Patch: Describe the type of workout you provide. What makes your program different from other high schools?
Norton: We've been fortunate that I started a long time ago. I founded a business called Mike Boyle Strength and Conditioning that's been in existence for 15 years. When we started, we had a decent idea of what strength and conditioning was, and at one point we had the largest strength and conditioning program in the country, training 450 kids a day. But there's always an evolution of what you continue to learn and what you read via research online, in articles, journals, etcetera, and then what you see that works. You base half of it on the research and half of it on the empirical notion of what works for one person might not work for groups of people - if you're training a team versus training individual people. And then you find some things you like and things come in cycles.

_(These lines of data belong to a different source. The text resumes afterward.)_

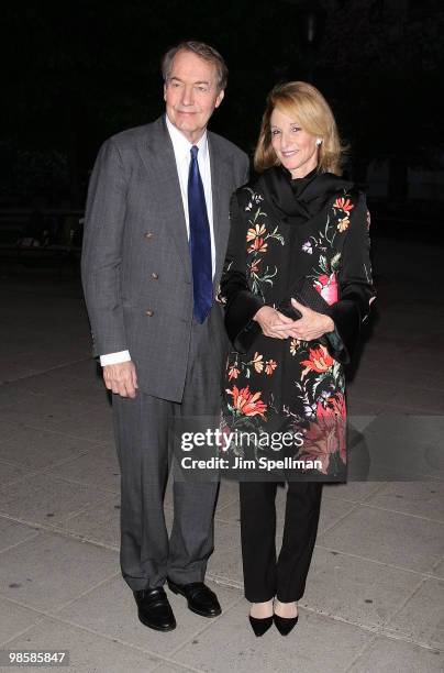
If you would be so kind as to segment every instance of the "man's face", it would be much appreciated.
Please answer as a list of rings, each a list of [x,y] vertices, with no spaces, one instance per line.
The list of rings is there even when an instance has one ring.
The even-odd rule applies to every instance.
[[[169,121],[190,143],[197,143],[223,99],[215,66],[192,52],[178,52],[164,87],[164,99]]]

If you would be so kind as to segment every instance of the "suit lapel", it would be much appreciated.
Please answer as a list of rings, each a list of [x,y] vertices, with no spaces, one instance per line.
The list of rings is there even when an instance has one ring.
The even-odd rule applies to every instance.
[[[141,156],[155,186],[154,191],[162,202],[163,222],[176,245],[188,278],[192,279],[184,201],[173,143],[164,117],[153,123],[152,133],[141,148]]]

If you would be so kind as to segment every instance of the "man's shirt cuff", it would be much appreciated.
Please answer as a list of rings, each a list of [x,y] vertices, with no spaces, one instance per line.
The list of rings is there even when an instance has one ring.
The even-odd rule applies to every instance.
[[[100,355],[100,364],[104,367],[108,364],[120,364],[121,362],[130,362],[130,351],[119,351],[119,353],[108,353]]]

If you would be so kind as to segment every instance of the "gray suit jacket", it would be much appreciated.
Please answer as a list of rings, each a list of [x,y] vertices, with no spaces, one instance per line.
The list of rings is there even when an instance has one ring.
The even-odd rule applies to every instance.
[[[227,244],[230,198],[247,180],[248,159],[215,133],[208,132],[208,141],[215,293]],[[103,143],[85,222],[81,273],[95,354],[129,349],[140,389],[180,401],[191,335],[192,274],[165,117]],[[219,304],[211,309],[213,318],[214,311],[221,313],[222,330]],[[222,343],[214,344],[215,358]]]

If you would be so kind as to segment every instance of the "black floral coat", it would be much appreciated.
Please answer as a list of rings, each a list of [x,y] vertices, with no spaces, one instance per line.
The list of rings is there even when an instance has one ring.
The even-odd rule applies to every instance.
[[[232,200],[221,280],[229,336],[236,344],[256,311],[264,305],[278,306],[301,277],[309,278],[330,305],[335,330],[309,342],[260,332],[246,353],[233,349],[226,363],[222,426],[226,437],[234,430],[255,432],[256,438],[264,432],[278,433],[276,438],[299,433],[298,445],[280,449],[256,441],[254,460],[286,455],[298,461],[286,463],[286,478],[345,481],[343,364],[351,358],[375,297],[369,213],[365,196],[351,183],[313,172],[290,195],[298,217],[286,217],[281,195],[269,181],[276,170],[237,190]],[[288,200],[288,185],[285,189]],[[246,455],[244,444],[233,440],[229,451]]]

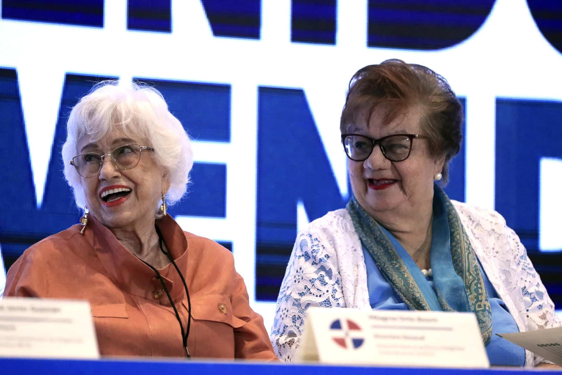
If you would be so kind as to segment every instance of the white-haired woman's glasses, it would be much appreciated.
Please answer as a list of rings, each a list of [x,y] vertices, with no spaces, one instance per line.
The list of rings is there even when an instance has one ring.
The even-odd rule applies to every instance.
[[[140,152],[146,150],[153,151],[154,148],[137,143],[120,146],[110,153],[100,155],[86,152],[72,158],[70,164],[74,166],[78,174],[83,177],[93,177],[99,173],[106,156],[111,156],[111,161],[118,169],[130,169],[139,164]]]

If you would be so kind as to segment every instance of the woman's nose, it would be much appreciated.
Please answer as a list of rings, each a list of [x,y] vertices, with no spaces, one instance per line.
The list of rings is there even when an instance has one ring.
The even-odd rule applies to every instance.
[[[99,170],[99,179],[109,180],[120,175],[121,173],[114,162],[113,159],[110,156],[106,156],[102,160],[102,168]]]
[[[390,160],[384,157],[378,144],[375,145],[371,155],[363,162],[364,168],[373,170],[386,169],[390,166]]]

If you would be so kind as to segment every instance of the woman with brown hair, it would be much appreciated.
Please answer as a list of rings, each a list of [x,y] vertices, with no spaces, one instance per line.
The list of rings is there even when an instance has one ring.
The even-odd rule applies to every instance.
[[[495,335],[559,325],[517,235],[451,201],[463,109],[430,69],[387,60],[352,78],[340,129],[353,196],[297,237],[271,338],[291,360],[311,306],[473,312],[492,364],[543,362]]]

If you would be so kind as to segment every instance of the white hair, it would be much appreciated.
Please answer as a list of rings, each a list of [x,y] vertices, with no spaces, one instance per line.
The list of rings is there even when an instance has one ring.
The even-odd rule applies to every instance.
[[[155,160],[170,179],[166,203],[173,205],[183,196],[193,165],[189,137],[182,124],[168,110],[158,90],[142,83],[124,84],[117,80],[97,84],[72,108],[62,146],[65,178],[74,192],[76,205],[85,205],[81,178],[69,164],[79,153],[78,143],[88,135],[96,142],[119,126],[126,134],[141,137],[154,148]]]

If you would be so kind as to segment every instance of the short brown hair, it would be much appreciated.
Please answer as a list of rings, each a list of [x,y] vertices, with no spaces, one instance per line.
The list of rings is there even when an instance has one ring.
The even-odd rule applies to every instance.
[[[441,173],[446,183],[448,162],[460,150],[464,120],[463,107],[447,80],[428,67],[399,60],[361,68],[350,81],[339,123],[342,133],[365,111],[368,125],[373,112],[380,105],[386,110],[385,123],[411,107],[423,108],[420,125],[428,137],[430,155],[445,156]]]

But I would say, the way it's structured right now, we do a little bit of everything. Sometimes it's geared towards building muscle mass and getting stronger, and sometimes it's much more geared towards getting kids faster or quicker or more explosive. All of those are very valid topics. Certainly we're trying to get kids much more explosive, much faster, teach them how to train direction, get their torsos stronger, and then carry as much lean muscle mass as possible without sacrificing any speed. But there are certainly other things we do. We have rehab exercises we do. The program is evolving all the time based on the amount of time we have and the fact that we're trying to expose the kids to as many things as possible. And the program I run there is probably different than, if one of those kids came to my business in Andover, they would see a slightly different program just based on what we do.
Patch: How have RL student-athletes responded to your program?
Norton: The students have been great. The kids are awesome. They work hard. They enjoy being challenged. They are collectively a group of smart kids. And quite frankly some of the younger kids have responded very, very well. So the ages haven't been detrimental; we have kids from seventh grade all the way to seniors in high school, and that part has been fantastic. The kids have certainly taken to it, and more importantly they've put forth a great effort on a regular basis. So that part has been very cool, and they're very receptive to coaching, which totally makes my job easier.
Patch: Any closing thoughts?
Norton: Like I said, everything's been terrific and we've been trying to establish just basically a new culture there at a school that didn't have a lot and is probably gaining a lot of ground on a bunch of the other schools in [the ISL] in terms of facilities and approach to strength and conditioning. A bunch of the other schools - Milton Academy, Belmont Hill, BB&N - have kind of had people in place and bigger, nicer facilities, but Roxbury Latin has certainly stepped up and said, "We want to change the culture here," and make this something that our kids can not only enjoy but more importantly respond to in a positive way so that they get physically better.